Dr Arya Thampuran
Assistant Professor (Research)
|Assistant Professor (Research) in the Institute for Medical Humanities|
I am an Assistant Professor (Research) at the Institute for Medical Humanities and the current Principal Investigator on the Wellcome Trust-funded Black Health and the Humanities Network. I also co-lead the new NNMHR-funded Neurodivergent Humanities Network. My research is broadly situated at the intersection of the medical humanities and critical race studies; I am interested in how creative practitioners in contemporary African diasporic contexts express distress and healing, in ways that exceed dominant Euro-American biomedical models and disrupt clinical framings of distress as ‘disorder’. Principally, my work is committed to a decolonial and intersectional approach, bridging interdisciplinary perspectives across the medical humanities, critical race, literary, and neurodiversity studies.

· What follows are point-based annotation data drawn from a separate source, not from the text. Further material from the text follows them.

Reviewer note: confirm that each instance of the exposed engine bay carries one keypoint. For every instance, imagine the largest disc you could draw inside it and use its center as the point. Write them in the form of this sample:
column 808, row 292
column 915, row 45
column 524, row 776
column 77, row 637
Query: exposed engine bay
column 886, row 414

I completed my doctorate at Durham University, where I also pursued my BA and MA degrees. My thesis drew on a multimodal corpus of fiction, life writing, visual art, television and film by contemporary African creatives, to explore how representations of distress might re-script prevailing psychiatric narratives of illness and wellness. It ultimately worked towards formulating a guiding methodology for meaningfully attending to these embodied expressions.
My work is indebted to the invaluable conversations that emerged through the Black Health and the Humanities Network, which I had the privilege of being a part of during my doctoral study. This network brought together a community of researchers broadly situated in the field of black health, led by Dr Josie Gill and Dr Amber Lascelles at the University of Bristol’s Centre for Black Humanities from 2021-2022. In my role as the new PI of the network, myself and co-PI, Shelda-Jane Smith (University of Liverpool) are looking forward to extending the network’s existing reach and research possibilities through cross-institutional collaborations between network members, Durham’s IMH, and Liverpool’s Centre for Health, Medical and Environmental Humanities. We are keen to facilitate critical conversations and interventions in decolonising healthcare research, drawing on the range of disciplinary expertise and interests across these robust research communities.